# Lost My NTL Remote



## Caroline123 (28 Nov 2006)

Hi, 

This probably sounds silly  , but I've lost my NTL remote. Or more likely, my 2 year old probably binned it without me realising?! 

Anyways, trying to get through to NTL is a joke - you're just left waiting and waiting every time you ring!!!

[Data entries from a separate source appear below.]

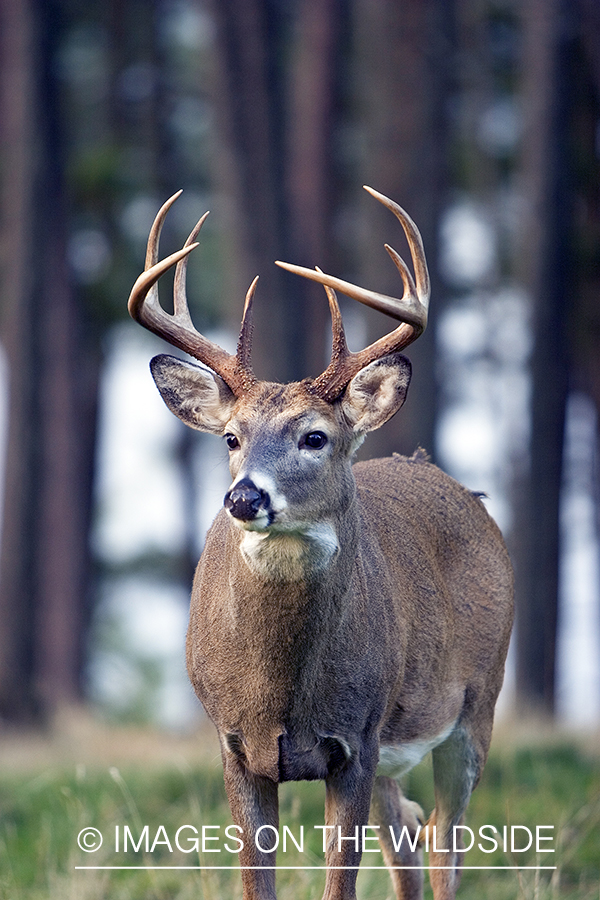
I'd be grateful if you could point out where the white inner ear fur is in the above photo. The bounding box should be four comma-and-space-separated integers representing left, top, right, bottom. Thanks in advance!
341, 355, 411, 434
150, 355, 236, 435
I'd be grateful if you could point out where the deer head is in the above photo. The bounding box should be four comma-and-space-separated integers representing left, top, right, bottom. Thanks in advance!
128, 188, 430, 548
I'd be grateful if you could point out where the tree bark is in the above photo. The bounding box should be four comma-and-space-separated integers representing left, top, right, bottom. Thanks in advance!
352, 0, 452, 460
0, 0, 100, 721
205, 0, 293, 381
0, 0, 39, 719
514, 0, 572, 713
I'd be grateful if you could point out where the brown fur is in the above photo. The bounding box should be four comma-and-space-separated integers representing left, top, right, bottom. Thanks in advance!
145, 352, 515, 900
130, 189, 512, 899
182, 428, 513, 900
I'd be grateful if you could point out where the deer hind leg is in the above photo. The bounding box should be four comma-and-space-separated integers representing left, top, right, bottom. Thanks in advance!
221, 755, 279, 900
427, 723, 486, 900
370, 775, 425, 900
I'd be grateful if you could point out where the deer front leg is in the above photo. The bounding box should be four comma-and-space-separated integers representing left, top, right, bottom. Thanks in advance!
222, 755, 279, 900
321, 739, 379, 900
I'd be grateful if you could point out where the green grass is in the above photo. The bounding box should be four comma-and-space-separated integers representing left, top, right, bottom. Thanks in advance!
0, 730, 598, 900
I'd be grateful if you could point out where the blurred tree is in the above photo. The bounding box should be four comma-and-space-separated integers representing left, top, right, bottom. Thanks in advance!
206, 0, 452, 457
206, 0, 343, 383
507, 0, 600, 715
0, 0, 228, 724
512, 0, 600, 714
0, 0, 100, 720
0, 0, 598, 726
512, 0, 571, 714
351, 0, 453, 460
572, 0, 600, 444
286, 0, 345, 377
0, 0, 39, 720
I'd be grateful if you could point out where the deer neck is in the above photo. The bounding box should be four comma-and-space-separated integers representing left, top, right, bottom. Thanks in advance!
223, 511, 360, 700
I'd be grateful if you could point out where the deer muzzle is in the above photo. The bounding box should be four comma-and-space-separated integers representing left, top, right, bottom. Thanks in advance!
224, 478, 271, 522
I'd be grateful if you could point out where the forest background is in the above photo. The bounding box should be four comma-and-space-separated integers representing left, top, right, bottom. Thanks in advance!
0, 0, 599, 734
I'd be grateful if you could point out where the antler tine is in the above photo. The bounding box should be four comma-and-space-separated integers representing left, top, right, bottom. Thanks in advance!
276, 187, 429, 331
173, 210, 210, 322
128, 192, 257, 396
236, 276, 258, 374
364, 185, 430, 317
275, 186, 430, 401
316, 268, 348, 368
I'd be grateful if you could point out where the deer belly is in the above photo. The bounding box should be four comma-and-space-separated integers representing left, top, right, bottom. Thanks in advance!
377, 719, 457, 778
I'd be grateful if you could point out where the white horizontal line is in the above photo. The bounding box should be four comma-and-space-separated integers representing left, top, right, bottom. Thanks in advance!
75, 865, 557, 871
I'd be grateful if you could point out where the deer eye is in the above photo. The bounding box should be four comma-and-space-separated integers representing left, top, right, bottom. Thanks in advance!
225, 433, 240, 450
301, 431, 328, 450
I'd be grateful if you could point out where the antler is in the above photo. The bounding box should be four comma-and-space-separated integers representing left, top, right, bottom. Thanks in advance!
127, 191, 257, 396
275, 186, 430, 402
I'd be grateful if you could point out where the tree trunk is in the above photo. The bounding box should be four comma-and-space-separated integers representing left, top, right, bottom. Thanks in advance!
352, 0, 452, 460
0, 0, 100, 721
285, 0, 343, 377
206, 0, 345, 383
206, 0, 293, 381
0, 0, 39, 720
513, 0, 572, 713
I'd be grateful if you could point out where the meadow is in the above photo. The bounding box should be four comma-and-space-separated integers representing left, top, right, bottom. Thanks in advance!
0, 716, 598, 900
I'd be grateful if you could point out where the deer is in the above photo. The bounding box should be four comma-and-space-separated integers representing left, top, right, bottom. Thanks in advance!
127, 186, 514, 900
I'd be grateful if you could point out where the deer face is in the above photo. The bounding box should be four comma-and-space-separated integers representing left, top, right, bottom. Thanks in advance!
150, 353, 411, 575
220, 381, 353, 533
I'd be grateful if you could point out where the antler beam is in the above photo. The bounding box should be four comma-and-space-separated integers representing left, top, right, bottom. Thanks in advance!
276, 186, 430, 401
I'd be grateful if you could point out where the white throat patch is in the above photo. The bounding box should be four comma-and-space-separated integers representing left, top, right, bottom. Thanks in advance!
239, 522, 340, 581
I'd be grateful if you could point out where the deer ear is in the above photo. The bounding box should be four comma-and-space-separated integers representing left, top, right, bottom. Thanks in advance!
341, 353, 411, 433
150, 354, 237, 434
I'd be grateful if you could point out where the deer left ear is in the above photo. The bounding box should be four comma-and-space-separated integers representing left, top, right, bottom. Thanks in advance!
341, 353, 412, 433
150, 354, 237, 434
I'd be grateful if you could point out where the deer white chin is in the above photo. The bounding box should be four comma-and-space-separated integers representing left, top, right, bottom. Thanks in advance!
230, 509, 273, 532
239, 522, 340, 580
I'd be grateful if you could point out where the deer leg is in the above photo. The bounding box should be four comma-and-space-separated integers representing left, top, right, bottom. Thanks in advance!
320, 738, 379, 900
370, 775, 425, 900
427, 724, 484, 900
222, 756, 279, 900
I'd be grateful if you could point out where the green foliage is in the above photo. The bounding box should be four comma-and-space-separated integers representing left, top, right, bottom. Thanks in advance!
0, 738, 598, 899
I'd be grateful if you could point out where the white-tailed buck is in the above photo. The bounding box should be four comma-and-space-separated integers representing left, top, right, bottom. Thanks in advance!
128, 187, 514, 900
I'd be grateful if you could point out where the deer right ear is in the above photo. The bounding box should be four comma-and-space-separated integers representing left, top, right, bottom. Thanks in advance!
341, 353, 412, 434
150, 354, 237, 434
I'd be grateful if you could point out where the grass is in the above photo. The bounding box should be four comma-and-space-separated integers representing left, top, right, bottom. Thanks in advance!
0, 716, 598, 900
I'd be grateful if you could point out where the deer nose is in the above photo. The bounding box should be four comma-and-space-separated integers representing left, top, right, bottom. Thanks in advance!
224, 478, 270, 521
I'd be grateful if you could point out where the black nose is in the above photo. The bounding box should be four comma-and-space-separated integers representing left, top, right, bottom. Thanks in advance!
224, 478, 270, 521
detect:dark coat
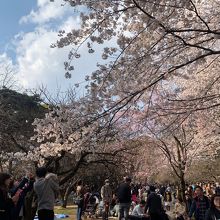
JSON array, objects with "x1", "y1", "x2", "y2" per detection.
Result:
[
  {"x1": 205, "y1": 208, "x2": 220, "y2": 220},
  {"x1": 145, "y1": 192, "x2": 163, "y2": 214},
  {"x1": 10, "y1": 177, "x2": 35, "y2": 220},
  {"x1": 117, "y1": 183, "x2": 131, "y2": 203},
  {"x1": 189, "y1": 196, "x2": 210, "y2": 220},
  {"x1": 0, "y1": 188, "x2": 14, "y2": 220}
]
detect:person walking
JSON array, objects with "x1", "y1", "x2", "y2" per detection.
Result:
[
  {"x1": 205, "y1": 192, "x2": 220, "y2": 220},
  {"x1": 101, "y1": 179, "x2": 112, "y2": 220},
  {"x1": 0, "y1": 173, "x2": 19, "y2": 220},
  {"x1": 145, "y1": 185, "x2": 166, "y2": 220},
  {"x1": 34, "y1": 167, "x2": 59, "y2": 220},
  {"x1": 188, "y1": 186, "x2": 210, "y2": 220},
  {"x1": 117, "y1": 177, "x2": 132, "y2": 220}
]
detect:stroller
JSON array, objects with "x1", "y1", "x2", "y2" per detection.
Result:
[{"x1": 83, "y1": 192, "x2": 99, "y2": 218}]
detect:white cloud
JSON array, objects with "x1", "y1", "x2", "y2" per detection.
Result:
[
  {"x1": 37, "y1": 0, "x2": 50, "y2": 7},
  {"x1": 13, "y1": 16, "x2": 101, "y2": 93},
  {"x1": 19, "y1": 0, "x2": 72, "y2": 24},
  {"x1": 14, "y1": 26, "x2": 76, "y2": 92},
  {"x1": 61, "y1": 16, "x2": 81, "y2": 31},
  {"x1": 9, "y1": 0, "x2": 91, "y2": 93},
  {"x1": 3, "y1": 2, "x2": 111, "y2": 94},
  {"x1": 0, "y1": 53, "x2": 14, "y2": 66}
]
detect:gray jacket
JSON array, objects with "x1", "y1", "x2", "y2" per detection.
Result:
[
  {"x1": 101, "y1": 184, "x2": 112, "y2": 202},
  {"x1": 34, "y1": 177, "x2": 59, "y2": 211}
]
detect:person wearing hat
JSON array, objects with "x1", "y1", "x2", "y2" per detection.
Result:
[
  {"x1": 101, "y1": 179, "x2": 112, "y2": 220},
  {"x1": 205, "y1": 192, "x2": 220, "y2": 220}
]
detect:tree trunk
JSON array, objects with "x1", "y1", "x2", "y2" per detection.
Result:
[
  {"x1": 62, "y1": 184, "x2": 74, "y2": 208},
  {"x1": 59, "y1": 188, "x2": 65, "y2": 207},
  {"x1": 0, "y1": 160, "x2": 3, "y2": 172},
  {"x1": 180, "y1": 172, "x2": 186, "y2": 203},
  {"x1": 8, "y1": 160, "x2": 13, "y2": 174}
]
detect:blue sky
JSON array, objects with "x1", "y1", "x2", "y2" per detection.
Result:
[
  {"x1": 0, "y1": 0, "x2": 36, "y2": 57},
  {"x1": 0, "y1": 0, "x2": 104, "y2": 94}
]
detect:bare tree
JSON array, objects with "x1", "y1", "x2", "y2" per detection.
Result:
[{"x1": 0, "y1": 64, "x2": 17, "y2": 89}]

Is there anywhere else to get an NTL remote? I'd rather pay for the remote than keep paying for phone credit just to stay on hold!!


----------



## DrMoriarty (28 Nov 2006)

[broken link removed]?


----------



## askalot (29 Nov 2006)

I know someone who had to replace a broken one; NTL charged €25.


----------



## r2d2 (29 Nov 2006)

Caroline123 said:


> Hi,
> 
> This probably sounds silly  , but I've lost my NTL remote. Or more likely, my 2 year old probably binned it without me realising?!
> 
> ...


 
Caroline,

Call 245 8200, ask for Marie on reception, explain what's happened and you should be able to pick one up F.O.C. from their reception in Eastpoint.....Just don't tell her r2d2 gave you her name !


----------



## TarfHead (29 Nov 2006)

r2d2 said:


> Caroline,
> 
> Call 245 8200, ask for Marie on reception, explain what's happened and you should be able to pick one up F.O.C. from their reception in Eastpoint.....Just don't tell her r2d2 gave you her name !


 
That worked for me too, even without r2d2's intervention. Fortunately Eastpoint is a short drive from home so it was easy for me.

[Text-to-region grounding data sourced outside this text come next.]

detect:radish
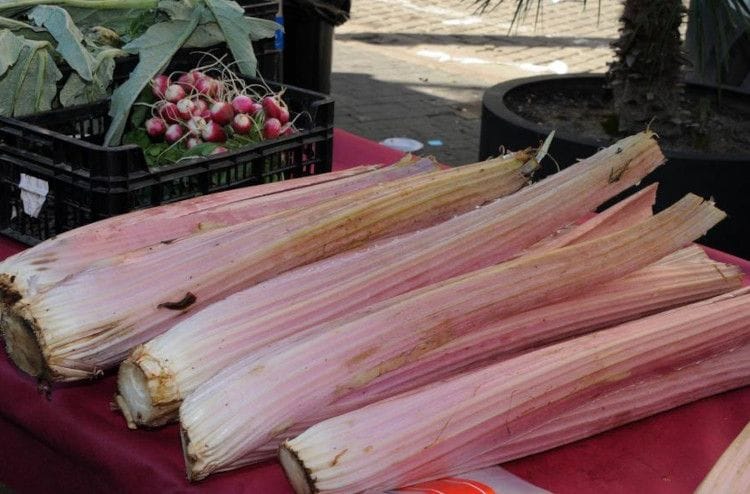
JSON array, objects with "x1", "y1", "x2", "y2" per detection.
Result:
[
  {"x1": 158, "y1": 102, "x2": 181, "y2": 124},
  {"x1": 196, "y1": 77, "x2": 219, "y2": 98},
  {"x1": 281, "y1": 124, "x2": 296, "y2": 137},
  {"x1": 186, "y1": 116, "x2": 207, "y2": 137},
  {"x1": 278, "y1": 106, "x2": 290, "y2": 125},
  {"x1": 177, "y1": 71, "x2": 204, "y2": 90},
  {"x1": 192, "y1": 98, "x2": 211, "y2": 119},
  {"x1": 164, "y1": 124, "x2": 184, "y2": 144},
  {"x1": 211, "y1": 146, "x2": 229, "y2": 155},
  {"x1": 151, "y1": 75, "x2": 170, "y2": 99},
  {"x1": 186, "y1": 137, "x2": 203, "y2": 149},
  {"x1": 201, "y1": 121, "x2": 227, "y2": 143},
  {"x1": 231, "y1": 114, "x2": 253, "y2": 135},
  {"x1": 165, "y1": 84, "x2": 186, "y2": 103},
  {"x1": 210, "y1": 102, "x2": 235, "y2": 126},
  {"x1": 176, "y1": 98, "x2": 195, "y2": 120},
  {"x1": 262, "y1": 96, "x2": 282, "y2": 120},
  {"x1": 263, "y1": 118, "x2": 282, "y2": 139},
  {"x1": 249, "y1": 101, "x2": 263, "y2": 116},
  {"x1": 145, "y1": 117, "x2": 167, "y2": 138},
  {"x1": 231, "y1": 95, "x2": 255, "y2": 114}
]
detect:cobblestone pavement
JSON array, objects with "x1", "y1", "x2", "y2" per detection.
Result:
[{"x1": 331, "y1": 0, "x2": 623, "y2": 165}]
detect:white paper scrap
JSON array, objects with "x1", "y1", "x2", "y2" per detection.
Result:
[{"x1": 18, "y1": 173, "x2": 49, "y2": 218}]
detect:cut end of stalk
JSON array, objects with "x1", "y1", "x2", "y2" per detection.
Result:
[
  {"x1": 279, "y1": 443, "x2": 316, "y2": 494},
  {"x1": 1, "y1": 307, "x2": 47, "y2": 379},
  {"x1": 117, "y1": 359, "x2": 179, "y2": 428},
  {"x1": 181, "y1": 426, "x2": 204, "y2": 482},
  {"x1": 117, "y1": 361, "x2": 150, "y2": 429},
  {"x1": 0, "y1": 273, "x2": 22, "y2": 307}
]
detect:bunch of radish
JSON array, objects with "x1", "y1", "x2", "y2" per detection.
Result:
[{"x1": 143, "y1": 67, "x2": 297, "y2": 155}]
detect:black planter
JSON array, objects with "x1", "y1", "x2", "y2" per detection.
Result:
[{"x1": 480, "y1": 74, "x2": 750, "y2": 259}]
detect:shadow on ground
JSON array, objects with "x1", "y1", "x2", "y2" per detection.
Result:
[{"x1": 331, "y1": 71, "x2": 492, "y2": 166}]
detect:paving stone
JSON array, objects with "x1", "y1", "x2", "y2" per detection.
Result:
[{"x1": 330, "y1": 0, "x2": 624, "y2": 165}]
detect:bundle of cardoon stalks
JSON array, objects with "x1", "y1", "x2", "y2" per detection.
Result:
[
  {"x1": 0, "y1": 158, "x2": 439, "y2": 297},
  {"x1": 696, "y1": 418, "x2": 750, "y2": 493},
  {"x1": 281, "y1": 289, "x2": 750, "y2": 494},
  {"x1": 117, "y1": 133, "x2": 668, "y2": 428},
  {"x1": 0, "y1": 149, "x2": 536, "y2": 381},
  {"x1": 180, "y1": 193, "x2": 728, "y2": 480}
]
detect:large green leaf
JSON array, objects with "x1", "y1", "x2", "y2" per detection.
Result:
[
  {"x1": 28, "y1": 5, "x2": 94, "y2": 80},
  {"x1": 0, "y1": 16, "x2": 53, "y2": 42},
  {"x1": 0, "y1": 28, "x2": 25, "y2": 74},
  {"x1": 103, "y1": 5, "x2": 204, "y2": 146},
  {"x1": 59, "y1": 48, "x2": 120, "y2": 106},
  {"x1": 183, "y1": 21, "x2": 223, "y2": 48},
  {"x1": 0, "y1": 38, "x2": 62, "y2": 117},
  {"x1": 204, "y1": 0, "x2": 280, "y2": 76}
]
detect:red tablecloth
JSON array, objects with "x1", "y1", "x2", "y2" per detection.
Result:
[{"x1": 1, "y1": 129, "x2": 749, "y2": 494}]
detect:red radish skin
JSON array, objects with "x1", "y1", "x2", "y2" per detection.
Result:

In my case the remote stopped working so I was able to return that too.


----------



## Caroline123 (29 Nov 2006)

I think I'll try that. Thanks for the advice. Where about's is Eastpoint? I'd be coming from the southside - Dublin 24.


----------



## r2d2 (30 Nov 2006)

Caroline123 said:


> I think I'll try that. Thanks for the advice. Where about's is Eaxtpoint? I'd be coming from the southside - Dublin 24.


 
Caroline,

Eastpoint is between Fairview and The Point Depot.....I'm meeting a couple of guys from ntl tomorrow and could ask them to bring one along, I live in D24 as well so PM me and I'll organise with you if that's helpful.

r2d2


----------



## MonsieurBond (30 Nov 2006)

You could also consider buying a Universal Remote such as [broken link removed]. Logitech Harmony remotes are an excellent range. It takes time to set them up fully but it is worth it.

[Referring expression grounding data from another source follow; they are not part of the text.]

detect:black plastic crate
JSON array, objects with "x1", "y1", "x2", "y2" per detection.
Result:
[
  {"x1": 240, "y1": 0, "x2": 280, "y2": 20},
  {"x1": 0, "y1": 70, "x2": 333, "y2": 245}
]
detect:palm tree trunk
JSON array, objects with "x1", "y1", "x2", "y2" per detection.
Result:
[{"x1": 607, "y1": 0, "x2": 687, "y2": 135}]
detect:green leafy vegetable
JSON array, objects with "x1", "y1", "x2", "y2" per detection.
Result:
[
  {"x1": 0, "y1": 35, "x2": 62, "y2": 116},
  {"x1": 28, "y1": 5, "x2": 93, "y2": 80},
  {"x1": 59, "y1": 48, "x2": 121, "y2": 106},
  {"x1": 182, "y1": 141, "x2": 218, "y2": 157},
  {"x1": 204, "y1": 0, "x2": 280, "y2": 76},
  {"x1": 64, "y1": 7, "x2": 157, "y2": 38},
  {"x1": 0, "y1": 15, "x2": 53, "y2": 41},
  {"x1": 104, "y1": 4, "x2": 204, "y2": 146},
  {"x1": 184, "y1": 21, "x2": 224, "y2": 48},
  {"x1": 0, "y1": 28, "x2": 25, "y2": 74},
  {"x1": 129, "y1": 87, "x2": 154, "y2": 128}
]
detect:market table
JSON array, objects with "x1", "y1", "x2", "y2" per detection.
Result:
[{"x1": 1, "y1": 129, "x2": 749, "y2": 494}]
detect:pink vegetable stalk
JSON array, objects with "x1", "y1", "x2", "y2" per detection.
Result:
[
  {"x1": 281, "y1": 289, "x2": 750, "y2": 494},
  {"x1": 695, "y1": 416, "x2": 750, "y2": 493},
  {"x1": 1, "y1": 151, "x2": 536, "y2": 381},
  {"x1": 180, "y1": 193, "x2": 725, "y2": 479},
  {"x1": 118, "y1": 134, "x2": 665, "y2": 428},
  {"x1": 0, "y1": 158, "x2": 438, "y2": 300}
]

I have two of them and control my NTL among other things - you will find it responds to the Pace controls e.g. Pace DI-4010.


----------



## IrishGunner (29 Jan 2009)

*My NTL Remote*

Having trouble with my NTL remote and they charge €25 for a remote

Have [broken link removed] universal remote and trying to code in the codes and choosing Upc as the code but still cannot get it to work with the box anyone ever get a universal remote to work with the box. Works ok with tv but just not cable box?


----------